FIG. 1 is a circuit diagram of a toner charge amount measuring device for measuring a toner amount of liquid developers manufactured in Examples 1 to 7.

Claims (3)

[Claims] 1. A liquid developer for electrostatic photography in which toner particles containing a resin and a colorant are dispersed in a carrier liquid, and one or more ether compounds represented by the following general formula are used as the carrier liquid.

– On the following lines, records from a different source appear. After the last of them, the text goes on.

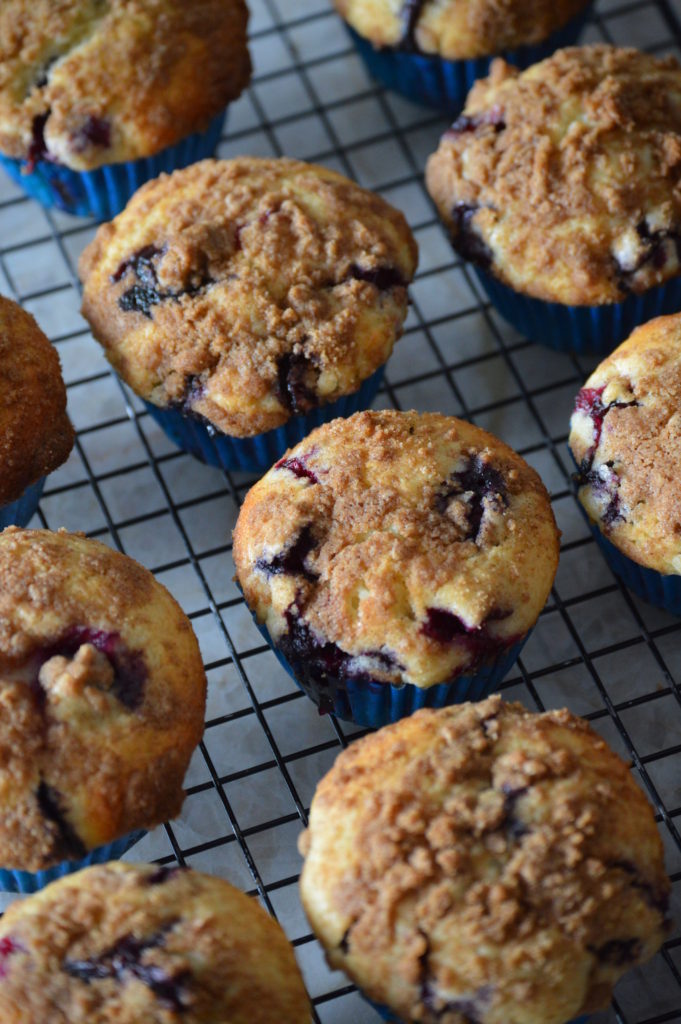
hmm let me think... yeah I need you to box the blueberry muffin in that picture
[79,158,418,471]
[426,46,681,352]
[334,0,590,112]
[0,296,74,528]
[0,1,251,216]
[0,527,206,889]
[0,862,310,1023]
[299,696,670,1024]
[568,312,681,611]
[233,410,559,725]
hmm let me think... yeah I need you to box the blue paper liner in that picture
[0,476,45,529]
[346,6,590,112]
[589,523,681,616]
[0,829,145,894]
[251,613,528,728]
[370,1000,588,1024]
[144,366,385,473]
[0,111,226,220]
[473,265,681,355]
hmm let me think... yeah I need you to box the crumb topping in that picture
[0,528,206,871]
[79,158,418,438]
[426,46,681,305]
[299,697,670,1024]
[0,863,310,1023]
[0,0,251,171]
[233,411,559,689]
[334,0,589,59]
[0,296,74,506]
[568,312,681,572]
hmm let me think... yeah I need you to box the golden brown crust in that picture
[0,862,310,1023]
[299,696,670,1024]
[0,296,74,506]
[79,158,418,438]
[0,0,251,171]
[0,528,207,871]
[426,46,681,305]
[233,410,559,688]
[568,312,681,572]
[336,0,589,59]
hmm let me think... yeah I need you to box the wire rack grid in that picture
[1,1,681,1021]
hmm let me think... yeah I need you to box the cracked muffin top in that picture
[334,0,589,60]
[79,158,418,439]
[0,527,206,872]
[233,410,559,689]
[425,46,681,305]
[568,313,681,573]
[299,696,670,1024]
[0,862,310,1023]
[0,0,250,172]
[0,296,74,506]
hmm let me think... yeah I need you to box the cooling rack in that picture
[1,1,681,1020]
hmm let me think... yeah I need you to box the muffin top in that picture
[0,0,250,171]
[299,696,670,1024]
[425,46,681,305]
[79,158,418,438]
[0,862,310,1023]
[233,410,559,691]
[0,527,206,871]
[0,296,74,506]
[568,313,681,572]
[335,0,589,60]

A liquid developer for electrostatic photography, comprising: During _{R 1 -O (C n H 2n} O) x -R 2 ( wherein, R ₁ and R ₂ represent the same or different alkyl or aryl group, n represents 2 or 3 of an integer, x
Is an integer of 1 to 3. ) 2. The liquid developer for electrostatic photography according to claim 1, wherein the alkyl group or aryl group represented by R ₁ and R ₂ has a total of 6 to 20 carbon atoms. 3. The liquid developer for electrostatic photography according to claim 1, wherein the composition ratio of the ether compound in the entire carrier liquid is 5 to 100% by weight.